In a telephone conversation, President Barack Obama apologised to Guatemalan President Alvaro Colom.

The United States issued an apology yesterday to Guatemala for conducting experiments in the 1940s in which U.S. doctors infected hundreds of Guatemalan citizens sexually transmitted diseases.

In a statement, Secretary of State Hillary Clinton, jointly with Secretary of Health Kathleen Sebelius, apologized on behalf of the U.S. government for the experiments carried out in Guatemala more than 64 years ago, describing them as unethical, abhorrent and irresponsible.

’’These acts go against the principles and values of the American people", reads the text. (Even though these practices and experiments continue. Editor’s note.)

Guatemalan Head of State, Alvaro Colom, informed the international media about his telephone conversation with U.S. President Barack Obama last Friday, in which the latter apologized to the people of Guatemala.

In addition, Obama said that these events amounted to “crimes against humanity” perpetrated against the people of that Central American country.

In their telephone conversation, the two leaders agreed to establish a bilateral commission with scientists from both nations to analyze the facts.

The commission would examine possible ways of compensating the surviving victims of the experiments or their relatives.

Between 1946 and 1948 some 696 Guatemalans were deliberately infected with a venereal disease by U.S. scientists, who performed experiments without their knowledge, using them as guinea pigs.

Many of those infected were prisoners or mental patients who did not give their consent to the experiment.

In the case of male inmates, they were directly infected or were forced to have sex with prostitutes carrying syphilis or gonorrhea.
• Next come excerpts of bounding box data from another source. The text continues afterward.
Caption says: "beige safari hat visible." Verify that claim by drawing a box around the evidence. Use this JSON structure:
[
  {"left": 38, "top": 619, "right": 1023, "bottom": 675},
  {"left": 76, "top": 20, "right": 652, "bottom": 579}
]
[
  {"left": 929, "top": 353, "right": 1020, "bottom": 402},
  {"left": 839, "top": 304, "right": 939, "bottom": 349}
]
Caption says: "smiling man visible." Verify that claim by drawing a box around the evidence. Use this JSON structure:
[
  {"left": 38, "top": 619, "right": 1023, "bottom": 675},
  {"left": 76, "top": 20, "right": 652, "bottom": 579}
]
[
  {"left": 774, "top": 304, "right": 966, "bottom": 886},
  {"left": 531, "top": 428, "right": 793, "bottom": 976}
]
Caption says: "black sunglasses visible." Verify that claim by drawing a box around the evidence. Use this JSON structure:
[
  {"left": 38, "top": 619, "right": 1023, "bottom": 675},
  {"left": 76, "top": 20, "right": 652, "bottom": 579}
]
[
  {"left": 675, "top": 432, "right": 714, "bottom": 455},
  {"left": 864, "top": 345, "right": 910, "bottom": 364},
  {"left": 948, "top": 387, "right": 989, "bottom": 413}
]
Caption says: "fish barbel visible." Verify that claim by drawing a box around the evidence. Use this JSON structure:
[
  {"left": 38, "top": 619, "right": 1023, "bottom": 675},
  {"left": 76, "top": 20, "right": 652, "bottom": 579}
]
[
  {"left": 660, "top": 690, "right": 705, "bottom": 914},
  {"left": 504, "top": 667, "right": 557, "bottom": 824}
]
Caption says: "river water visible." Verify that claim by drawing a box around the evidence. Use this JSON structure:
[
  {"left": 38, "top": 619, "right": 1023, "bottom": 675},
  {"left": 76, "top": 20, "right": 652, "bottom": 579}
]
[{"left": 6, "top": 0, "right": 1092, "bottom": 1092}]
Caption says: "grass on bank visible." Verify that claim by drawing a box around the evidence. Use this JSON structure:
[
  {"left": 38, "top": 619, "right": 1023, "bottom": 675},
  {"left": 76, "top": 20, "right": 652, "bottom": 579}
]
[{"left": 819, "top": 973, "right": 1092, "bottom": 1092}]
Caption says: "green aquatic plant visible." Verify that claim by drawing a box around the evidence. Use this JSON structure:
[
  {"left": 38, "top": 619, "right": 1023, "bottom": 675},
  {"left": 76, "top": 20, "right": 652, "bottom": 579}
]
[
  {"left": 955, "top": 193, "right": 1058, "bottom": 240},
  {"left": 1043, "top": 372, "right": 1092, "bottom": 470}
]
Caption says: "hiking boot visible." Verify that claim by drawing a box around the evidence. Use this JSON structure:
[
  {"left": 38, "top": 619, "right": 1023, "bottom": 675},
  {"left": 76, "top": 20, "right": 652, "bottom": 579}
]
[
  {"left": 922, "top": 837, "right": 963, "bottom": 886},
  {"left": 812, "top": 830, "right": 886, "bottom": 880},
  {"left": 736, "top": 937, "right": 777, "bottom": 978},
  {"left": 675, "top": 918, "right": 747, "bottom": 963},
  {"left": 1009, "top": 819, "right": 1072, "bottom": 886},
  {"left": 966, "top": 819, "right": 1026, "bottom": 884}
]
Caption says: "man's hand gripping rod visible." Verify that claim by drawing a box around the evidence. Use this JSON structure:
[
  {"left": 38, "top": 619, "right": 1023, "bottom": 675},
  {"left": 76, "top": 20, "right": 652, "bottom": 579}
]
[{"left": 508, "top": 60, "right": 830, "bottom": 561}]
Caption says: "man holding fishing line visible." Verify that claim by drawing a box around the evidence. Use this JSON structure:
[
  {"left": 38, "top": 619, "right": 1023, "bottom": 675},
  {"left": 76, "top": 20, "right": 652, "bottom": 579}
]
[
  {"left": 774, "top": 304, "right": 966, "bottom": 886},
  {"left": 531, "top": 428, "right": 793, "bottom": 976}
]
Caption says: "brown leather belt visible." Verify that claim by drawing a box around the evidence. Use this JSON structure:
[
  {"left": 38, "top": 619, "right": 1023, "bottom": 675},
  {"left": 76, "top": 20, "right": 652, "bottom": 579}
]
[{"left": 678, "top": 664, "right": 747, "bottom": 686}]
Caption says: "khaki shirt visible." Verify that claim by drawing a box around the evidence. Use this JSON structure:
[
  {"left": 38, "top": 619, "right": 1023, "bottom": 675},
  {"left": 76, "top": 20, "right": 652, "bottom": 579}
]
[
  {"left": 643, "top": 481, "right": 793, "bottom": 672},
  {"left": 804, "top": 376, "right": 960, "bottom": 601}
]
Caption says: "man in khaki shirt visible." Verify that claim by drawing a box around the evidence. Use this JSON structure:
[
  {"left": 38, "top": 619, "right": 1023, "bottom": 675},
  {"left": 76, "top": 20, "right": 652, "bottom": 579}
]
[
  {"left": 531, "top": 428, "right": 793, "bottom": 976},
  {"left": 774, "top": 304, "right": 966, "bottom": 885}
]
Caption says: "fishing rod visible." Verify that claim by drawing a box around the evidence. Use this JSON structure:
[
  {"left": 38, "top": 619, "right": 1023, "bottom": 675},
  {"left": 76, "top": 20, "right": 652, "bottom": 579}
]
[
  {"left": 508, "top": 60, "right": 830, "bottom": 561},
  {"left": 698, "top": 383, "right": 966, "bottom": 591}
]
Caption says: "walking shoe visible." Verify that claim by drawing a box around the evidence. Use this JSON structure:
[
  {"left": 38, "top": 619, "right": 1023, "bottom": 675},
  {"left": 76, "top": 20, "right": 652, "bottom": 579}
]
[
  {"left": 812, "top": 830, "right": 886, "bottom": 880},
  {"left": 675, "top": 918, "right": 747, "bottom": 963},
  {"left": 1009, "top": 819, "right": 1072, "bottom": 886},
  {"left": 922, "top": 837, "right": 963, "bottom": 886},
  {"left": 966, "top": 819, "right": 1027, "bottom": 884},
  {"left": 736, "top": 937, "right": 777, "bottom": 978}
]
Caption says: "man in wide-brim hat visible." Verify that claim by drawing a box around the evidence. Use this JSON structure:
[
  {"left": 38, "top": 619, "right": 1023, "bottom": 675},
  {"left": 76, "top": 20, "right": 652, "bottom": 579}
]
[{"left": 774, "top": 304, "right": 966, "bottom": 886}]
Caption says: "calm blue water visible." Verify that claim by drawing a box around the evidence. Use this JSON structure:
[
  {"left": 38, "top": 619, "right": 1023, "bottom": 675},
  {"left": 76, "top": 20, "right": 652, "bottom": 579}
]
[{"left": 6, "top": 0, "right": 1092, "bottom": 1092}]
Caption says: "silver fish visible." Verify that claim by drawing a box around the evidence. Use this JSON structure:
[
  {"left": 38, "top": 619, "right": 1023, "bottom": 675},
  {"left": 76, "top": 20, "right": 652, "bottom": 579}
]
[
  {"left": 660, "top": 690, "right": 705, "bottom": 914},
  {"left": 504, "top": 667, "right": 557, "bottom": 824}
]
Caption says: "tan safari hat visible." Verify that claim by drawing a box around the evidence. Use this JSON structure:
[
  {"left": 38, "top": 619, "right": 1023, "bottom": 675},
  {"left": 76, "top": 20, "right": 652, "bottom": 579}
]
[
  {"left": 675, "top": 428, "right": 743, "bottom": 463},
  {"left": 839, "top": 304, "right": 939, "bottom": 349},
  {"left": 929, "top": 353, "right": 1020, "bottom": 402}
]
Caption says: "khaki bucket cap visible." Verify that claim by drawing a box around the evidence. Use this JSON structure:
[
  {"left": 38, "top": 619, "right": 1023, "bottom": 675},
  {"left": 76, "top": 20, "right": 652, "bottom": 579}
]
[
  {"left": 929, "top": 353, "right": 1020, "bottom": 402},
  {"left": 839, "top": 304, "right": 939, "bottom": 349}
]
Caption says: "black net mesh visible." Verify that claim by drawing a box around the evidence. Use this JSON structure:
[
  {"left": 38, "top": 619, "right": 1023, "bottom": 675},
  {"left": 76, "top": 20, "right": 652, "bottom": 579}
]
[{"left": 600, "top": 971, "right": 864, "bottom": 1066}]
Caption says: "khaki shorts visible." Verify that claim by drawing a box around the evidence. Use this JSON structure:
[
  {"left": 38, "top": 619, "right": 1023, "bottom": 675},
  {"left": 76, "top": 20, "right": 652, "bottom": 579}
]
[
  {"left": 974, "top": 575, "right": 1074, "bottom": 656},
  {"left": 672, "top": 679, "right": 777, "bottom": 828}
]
The objective of this research was a heinous attempt on the part of U.S. to test the effectiveness of penicillin against syphilis and gonorrhea.

The experiment was readily supported by the Pan American Health Organization and the then Guatemalan government, and was headed by John Cutler, medical Public Health Service officer.

In the long run, more than 1 500 Guatemalans were affected by the experiment.

Among the health problems that syphilis can cause are heart complications, mental illness and even death.

According to the international media, there is no way of knowing how many people might have recovered from the disease or whether the treatment given was the right one.

The experiment was discovered when a Wellesley College professor happened to find some old files while working on a historical research on untreated syphilis in connection with the Tuskegee incident.

In her statement, the U.S. State Secretary called for the "full respect of the inherent rights of every human being, and the repudiation of this and any other degrading and inhuman procedure that violate the lives and safety of people."